The Nigerian National Petroleum Company Limited (NNPC) and the Office National des Hydrocarbures et des Mines (ONHYM) of Morocco signed one agreement, while the Société Nationale des Opérations Pétrolières of Cote d’Ivoire (PETROCI) and the National Oil Company of Liberia (NOCAL) signed another. Also signing an MOU were the oil and gas agencies of Benin and Guinea.
All participating nations on the pipeline project were present, including Togo, Ghana, Sierra Leone, Guinea-Bissau, The Gambia, Senegal and Mauritania.
Sédiko Douka, the ECOWAS energy commissioner, said the gas pipeline project is significant as it will help strengthen the region’s electricity production and capacity, stimulating industrial and agricultural development. The project also will “contribute to the energy transition by using a source of energy that is cleaner than other fossil fuels.”

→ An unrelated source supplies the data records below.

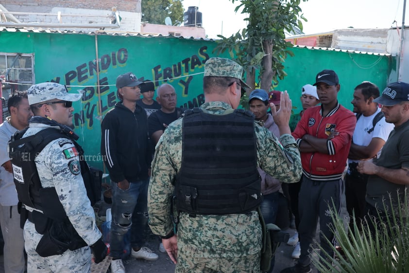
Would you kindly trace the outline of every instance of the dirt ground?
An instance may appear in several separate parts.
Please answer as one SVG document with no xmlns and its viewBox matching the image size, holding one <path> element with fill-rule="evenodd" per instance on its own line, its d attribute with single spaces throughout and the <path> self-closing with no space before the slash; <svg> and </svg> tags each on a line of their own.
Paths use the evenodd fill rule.
<svg viewBox="0 0 409 273">
<path fill-rule="evenodd" d="M 347 213 L 345 206 L 344 197 L 342 206 L 341 209 L 341 215 L 346 217 Z M 101 210 L 106 210 L 109 205 L 104 204 Z M 295 230 L 289 229 L 285 231 L 292 236 L 295 232 Z M 147 232 L 147 246 L 159 255 L 159 259 L 156 261 L 146 261 L 145 260 L 130 258 L 123 261 L 124 265 L 127 273 L 173 273 L 175 265 L 170 261 L 167 254 L 161 253 L 159 251 L 160 239 L 157 236 L 153 235 L 151 232 Z M 283 244 L 280 246 L 275 255 L 275 266 L 273 273 L 279 273 L 280 272 L 289 266 L 295 264 L 297 260 L 291 257 L 291 254 L 294 247 Z M 110 272 L 110 269 L 108 269 Z M 312 273 L 316 273 L 317 270 L 313 268 Z M 4 273 L 3 256 L 0 255 L 0 273 Z M 105 273 L 98 272 L 98 273 Z"/>
</svg>

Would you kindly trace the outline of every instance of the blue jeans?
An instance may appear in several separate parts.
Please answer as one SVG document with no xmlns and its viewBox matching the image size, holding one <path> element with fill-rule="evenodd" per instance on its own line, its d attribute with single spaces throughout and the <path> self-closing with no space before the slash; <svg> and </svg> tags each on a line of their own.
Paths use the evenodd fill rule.
<svg viewBox="0 0 409 273">
<path fill-rule="evenodd" d="M 149 180 L 130 181 L 129 188 L 122 190 L 112 183 L 112 222 L 111 224 L 110 255 L 121 258 L 123 254 L 123 238 L 131 229 L 132 247 L 140 248 L 144 243 L 148 223 L 148 187 Z"/>
<path fill-rule="evenodd" d="M 263 201 L 260 204 L 260 210 L 266 224 L 271 223 L 276 224 L 276 218 L 278 212 L 278 206 L 280 204 L 280 197 L 281 193 L 278 191 L 263 196 Z M 269 273 L 273 272 L 274 265 L 275 263 L 274 255 L 271 260 L 270 270 Z"/>
</svg>

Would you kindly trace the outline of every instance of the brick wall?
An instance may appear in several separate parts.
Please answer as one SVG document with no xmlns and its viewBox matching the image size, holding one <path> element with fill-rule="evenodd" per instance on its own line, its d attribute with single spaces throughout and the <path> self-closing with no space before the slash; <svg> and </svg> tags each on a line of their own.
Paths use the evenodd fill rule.
<svg viewBox="0 0 409 273">
<path fill-rule="evenodd" d="M 49 23 L 58 24 L 59 21 L 56 14 L 60 12 L 63 16 L 63 23 L 107 24 L 110 18 L 104 17 L 111 14 L 112 7 L 116 6 L 122 18 L 120 29 L 112 30 L 139 32 L 140 31 L 141 1 L 142 0 L 122 0 L 113 1 L 111 0 L 1 0 L 1 4 L 9 12 L 27 12 L 51 13 L 53 15 L 14 15 L 22 23 Z M 68 15 L 83 15 L 81 16 L 70 16 Z M 87 15 L 97 16 L 99 17 Z M 67 29 L 53 29 L 59 30 Z M 68 30 L 92 32 L 95 29 L 69 29 Z"/>
</svg>

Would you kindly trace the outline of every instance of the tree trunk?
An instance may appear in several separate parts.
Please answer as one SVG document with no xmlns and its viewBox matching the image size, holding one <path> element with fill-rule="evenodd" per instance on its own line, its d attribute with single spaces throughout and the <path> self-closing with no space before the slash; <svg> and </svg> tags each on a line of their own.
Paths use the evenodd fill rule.
<svg viewBox="0 0 409 273">
<path fill-rule="evenodd" d="M 251 91 L 256 89 L 256 71 L 254 68 L 248 69 L 246 75 L 246 83 L 250 87 L 246 90 L 246 93 L 249 96 Z"/>
<path fill-rule="evenodd" d="M 260 88 L 267 92 L 270 91 L 273 77 L 275 74 L 275 72 L 272 69 L 273 60 L 273 41 L 271 40 L 263 41 L 263 47 L 264 50 L 264 56 L 261 60 L 263 68 L 261 71 L 261 83 Z"/>
</svg>

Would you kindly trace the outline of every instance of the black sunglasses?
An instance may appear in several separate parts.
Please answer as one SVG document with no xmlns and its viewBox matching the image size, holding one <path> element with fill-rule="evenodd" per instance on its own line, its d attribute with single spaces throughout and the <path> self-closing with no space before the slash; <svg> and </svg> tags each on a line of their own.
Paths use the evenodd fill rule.
<svg viewBox="0 0 409 273">
<path fill-rule="evenodd" d="M 241 84 L 240 84 L 240 83 L 239 83 L 239 82 L 233 82 L 232 83 L 230 83 L 230 84 L 229 84 L 229 86 L 229 86 L 229 87 L 230 87 L 230 86 L 232 86 L 232 85 L 233 85 L 233 84 L 234 83 L 237 83 L 237 85 L 239 85 L 239 87 L 240 87 L 240 88 L 241 89 L 241 90 L 240 90 L 240 91 L 241 91 L 241 94 L 240 95 L 240 98 L 242 98 L 242 97 L 243 97 L 243 96 L 244 96 L 244 94 L 246 93 L 246 90 L 244 89 L 245 88 L 241 86 Z"/>
<path fill-rule="evenodd" d="M 72 101 L 68 101 L 66 100 L 59 100 L 57 101 L 53 101 L 51 102 L 48 102 L 47 103 L 43 103 L 40 104 L 38 106 L 38 107 L 41 107 L 42 105 L 44 104 L 47 104 L 47 105 L 49 105 L 50 104 L 55 104 L 56 103 L 63 103 L 64 105 L 64 107 L 66 108 L 69 108 L 70 107 L 72 106 Z"/>
</svg>

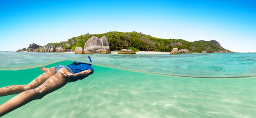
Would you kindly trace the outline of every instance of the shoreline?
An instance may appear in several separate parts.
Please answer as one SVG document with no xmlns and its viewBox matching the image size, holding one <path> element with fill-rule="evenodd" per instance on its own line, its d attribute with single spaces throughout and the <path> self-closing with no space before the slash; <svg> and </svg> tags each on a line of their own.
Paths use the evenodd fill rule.
<svg viewBox="0 0 256 118">
<path fill-rule="evenodd" d="M 118 54 L 118 52 L 111 51 L 111 54 Z M 136 55 L 158 55 L 158 54 L 170 54 L 170 52 L 156 52 L 156 51 L 138 51 L 135 52 Z"/>
<path fill-rule="evenodd" d="M 118 52 L 116 52 L 114 51 L 111 51 L 111 54 L 109 54 L 110 55 L 113 54 L 118 54 L 117 53 Z M 156 52 L 156 51 L 138 51 L 135 52 L 136 54 L 139 55 L 158 55 L 158 54 L 170 54 L 170 52 Z M 61 53 L 66 53 L 66 54 L 75 54 L 75 52 L 64 52 Z"/>
</svg>

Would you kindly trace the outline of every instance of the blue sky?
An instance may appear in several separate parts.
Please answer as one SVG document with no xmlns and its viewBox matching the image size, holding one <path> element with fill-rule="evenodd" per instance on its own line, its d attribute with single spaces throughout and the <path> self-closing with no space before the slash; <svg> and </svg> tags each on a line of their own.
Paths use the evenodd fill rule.
<svg viewBox="0 0 256 118">
<path fill-rule="evenodd" d="M 0 0 L 0 51 L 111 31 L 189 41 L 216 40 L 256 52 L 254 0 Z"/>
</svg>

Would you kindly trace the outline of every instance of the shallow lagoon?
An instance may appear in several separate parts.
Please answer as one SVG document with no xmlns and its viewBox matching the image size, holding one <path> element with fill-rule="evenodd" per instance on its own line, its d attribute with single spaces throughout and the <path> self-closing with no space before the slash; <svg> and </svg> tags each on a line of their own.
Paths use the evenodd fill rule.
<svg viewBox="0 0 256 118">
<path fill-rule="evenodd" d="M 0 74 L 3 75 L 1 77 L 0 87 L 13 84 L 28 83 L 42 73 L 39 69 L 40 65 L 52 63 L 46 66 L 51 67 L 57 64 L 66 65 L 72 62 L 62 61 L 51 62 L 58 61 L 57 60 L 60 59 L 59 58 L 61 56 L 64 60 L 72 57 L 79 59 L 83 59 L 82 60 L 84 61 L 88 61 L 87 58 L 88 56 L 85 55 L 22 53 L 23 55 L 20 56 L 20 53 L 11 53 L 15 54 L 16 57 L 21 56 L 23 59 L 17 58 L 18 59 L 9 59 L 7 61 L 10 59 L 23 59 L 23 62 L 20 62 L 20 65 L 25 66 L 18 66 L 16 63 L 18 62 L 16 62 L 9 68 L 16 70 L 3 70 L 2 69 L 0 71 Z M 8 55 L 6 54 L 8 53 L 5 53 L 5 55 Z M 34 54 L 40 54 L 40 56 L 34 57 L 33 58 L 35 59 L 31 59 L 31 57 L 30 56 L 35 55 Z M 0 54 L 1 57 L 3 57 L 2 53 Z M 243 62 L 242 65 L 239 65 L 238 62 L 240 62 L 240 59 L 238 59 L 239 56 L 237 55 L 235 56 L 228 56 L 231 59 L 233 58 L 232 59 L 234 60 L 237 59 L 239 61 L 226 63 L 233 63 L 234 64 L 238 63 L 236 65 L 238 67 L 234 67 L 234 69 L 236 69 L 233 71 L 239 70 L 239 67 L 245 65 L 248 66 L 250 69 L 250 71 L 246 71 L 248 72 L 247 74 L 242 71 L 241 76 L 253 75 L 252 72 L 256 71 L 256 66 L 254 66 L 254 67 L 251 65 L 256 64 L 255 60 L 252 59 L 256 56 L 255 54 L 250 54 L 247 56 L 247 54 L 242 54 L 243 55 L 240 56 L 243 56 L 243 58 L 247 57 L 247 59 L 244 59 L 248 60 Z M 177 56 L 175 57 L 176 60 L 187 61 L 190 59 L 190 63 L 194 64 L 193 62 L 197 61 L 195 59 L 193 60 L 193 58 L 203 57 L 202 59 L 206 58 L 210 60 L 211 57 L 218 57 L 220 58 L 226 56 L 226 54 L 209 54 L 205 56 L 196 55 L 197 54 L 192 55 L 192 57 L 191 58 L 186 55 L 175 56 Z M 27 58 L 26 56 L 30 58 Z M 83 80 L 68 83 L 41 99 L 32 101 L 3 118 L 252 118 L 256 116 L 254 109 L 256 108 L 255 77 L 251 77 L 246 79 L 243 77 L 236 79 L 209 79 L 166 75 L 168 74 L 166 72 L 170 72 L 171 69 L 161 65 L 164 65 L 163 63 L 168 64 L 166 63 L 168 61 L 166 57 L 171 56 L 168 55 L 93 55 L 90 56 L 95 63 L 93 65 L 95 69 L 94 74 Z M 233 58 L 234 56 L 236 58 Z M 49 59 L 49 57 L 51 59 Z M 226 57 L 225 58 L 227 58 Z M 102 59 L 104 59 L 105 60 Z M 134 59 L 133 60 L 133 59 Z M 138 59 L 141 59 L 138 60 Z M 173 61 L 173 58 L 171 59 L 169 61 Z M 28 64 L 28 62 L 26 63 L 27 60 L 29 59 L 32 60 L 30 61 L 31 64 Z M 39 60 L 40 61 L 33 61 L 34 59 Z M 132 63 L 132 61 L 136 59 L 139 62 Z M 123 60 L 127 60 L 127 61 L 124 62 Z M 211 62 L 211 63 L 213 62 L 211 61 L 214 61 L 212 60 L 209 61 Z M 146 61 L 147 62 L 143 62 Z M 220 61 L 221 61 L 216 59 L 215 63 L 222 65 Z M 3 67 L 6 63 L 1 63 L 2 68 L 3 68 Z M 147 65 L 147 63 L 149 64 Z M 187 67 L 189 66 L 184 63 L 187 63 L 182 61 L 177 66 L 180 66 L 183 69 L 188 68 Z M 152 66 L 158 64 L 161 66 Z M 203 67 L 202 67 L 210 68 L 209 65 L 211 64 L 203 64 Z M 170 65 L 168 66 L 171 67 Z M 111 65 L 111 68 L 109 67 L 110 65 Z M 34 67 L 33 66 L 37 67 Z M 203 72 L 206 74 L 210 73 L 211 75 L 209 77 L 225 77 L 223 76 L 225 74 L 225 72 L 222 72 L 222 71 L 224 70 L 226 74 L 227 71 L 224 69 L 228 68 L 226 66 L 232 66 L 224 65 L 222 69 L 215 69 L 216 72 L 222 72 L 221 74 L 213 75 L 211 73 L 208 73 L 205 71 Z M 217 65 L 216 67 L 220 68 L 222 66 Z M 20 70 L 22 68 L 31 68 Z M 194 67 L 193 69 L 198 68 L 200 66 Z M 197 71 L 201 72 L 199 71 L 200 69 L 197 69 Z M 132 70 L 133 71 L 127 70 Z M 163 71 L 161 71 L 161 70 Z M 190 70 L 186 69 L 186 73 L 187 74 L 196 71 L 190 71 Z M 215 69 L 210 69 L 206 71 L 209 70 L 214 71 Z M 151 73 L 157 73 L 158 75 L 141 73 L 138 72 L 138 70 L 143 70 L 143 72 L 147 71 Z M 229 71 L 227 71 L 227 72 Z M 237 76 L 239 75 L 237 74 L 239 72 L 236 71 L 236 74 L 232 76 Z M 160 75 L 162 74 L 165 75 Z M 193 74 L 193 75 L 200 76 L 199 74 Z M 0 97 L 0 104 L 14 96 Z"/>
</svg>

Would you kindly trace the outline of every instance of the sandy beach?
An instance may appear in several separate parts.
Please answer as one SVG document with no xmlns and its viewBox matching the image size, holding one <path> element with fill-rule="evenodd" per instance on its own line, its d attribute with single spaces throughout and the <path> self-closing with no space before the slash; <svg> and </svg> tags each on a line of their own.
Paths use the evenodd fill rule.
<svg viewBox="0 0 256 118">
<path fill-rule="evenodd" d="M 111 54 L 117 54 L 118 52 L 116 51 L 111 51 Z M 171 52 L 155 52 L 155 51 L 138 51 L 136 52 L 136 54 L 142 54 L 142 55 L 157 55 L 157 54 L 170 54 Z M 75 52 L 64 52 L 63 53 L 68 53 L 68 54 L 74 54 Z"/>
<path fill-rule="evenodd" d="M 118 52 L 116 51 L 111 51 L 111 54 L 117 54 Z M 147 55 L 147 54 L 170 54 L 171 52 L 155 52 L 155 51 L 138 51 L 135 52 L 136 54 L 142 54 L 142 55 Z"/>
</svg>

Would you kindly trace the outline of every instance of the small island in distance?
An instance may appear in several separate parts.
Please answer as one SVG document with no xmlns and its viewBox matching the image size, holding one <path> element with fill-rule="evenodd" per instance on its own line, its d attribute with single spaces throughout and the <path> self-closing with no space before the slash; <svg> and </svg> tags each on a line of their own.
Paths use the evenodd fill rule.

Europeans have turned to Africa for alternative sources to Russian fuels. However, investors and partners are increasingly stepping back from fossil fuel projects in Africa, as has been the case with the East African Crude Oil Pipeline.
Some African economies, Nigeria’s among them, rely heavily on the sector but may not be able to do so in the face of a climate future that phases out oil and gas resources.